If one of the key pieces of evidence in this plot is some criminal moving weapons across the Iranian border, why are we so sure it’s the Iranians and not the Israelis–whom Iran has accused of targeting its nuclear scientists from Azerbaijan?

The Iranians may well have sent out a bunch of incompetent terrorists to avenge the Israeli attacks on their scientists (if so, why aren’t we hailing the shocking decline in skills of Hezbollah?). Or maybe we’re getting disinformation.

But at the very least, we ought to distinguish between the details of “plots” that come from real intelligence and the details that were invented by our own informants.

Fans, Fertilizer, and False Flags

I’d like to look more closely at the alleged Hezbollah terror plot announced last week in Bangkok.

Thai police said they had broken up a terror plot aimed at tourist sites in Bangkok, after U.S. warnings triggered in part by worsening tensions with Iran following the killing of a nuclear scientist in Tehran.

National police chief Gen. Priewpan Damapong said a man in custody for questioning on Saturday said the bomb plot had been called off when authorities caught wind of it. Gen. Priewpan described the man as of Lebanese descent, with links to the Iranian-backed, Lebanon-based militant group Hezbollah. Another suspect is still at large, he said.

Last April, in what was billed as an unprecedented step, Mossad issued a warning (leaked to the media) to Israelis overseas about an imminent Hezbollah plot. Among those implicated in this imminent plot that apparently never came to fruition was Lebanese businessman Naim Haris, who was allegedly in charge of recruiting for Hezbollah overseas. Reportedly, some time last year Shin Bet–also in an unusual move–released a picture of Haris, though I haven’t found any public record of it in a quick Google search.

Then, on December 18 of last year, Israel alerted US and Thai officials about the presence of two Lebanese terrorists in Bangkok. Those two alleged terrorists are presumed to be Haris and Atris Hussein.

On December 18, Israel reportedly told the US and Thailand about the presence of at least two Hezbollah members in Bangkok. The three countries then began a secret, three-week-long hunt of the terror suspects

Last Friday, the US Embassy in Thailand issued a warning that foreign terrorists might be trying to attack tourists in Bangkok.
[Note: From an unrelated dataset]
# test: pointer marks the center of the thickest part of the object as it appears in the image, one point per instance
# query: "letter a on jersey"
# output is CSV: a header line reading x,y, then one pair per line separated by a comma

This message alerts U.S. citizens in Thailand that foreign terrorists may be currently looking to conduct attacks against tourist areas in Bangkok in the near future.  U.S. citizens are urged to exercise caution when visiting public areas where large groups of Western tourists gather in Bangkok.

[snip]

Note:  Due to a technical error, some recipients received this message – followed by a recall message – a few minutes later.  Please disregard the recall message.

Israel’s Counterterrorism Bureau did the same.

I checked with a friend who lives and works–at a US multinational–within blocks of one of the alleged targets, and he got no specialized warning.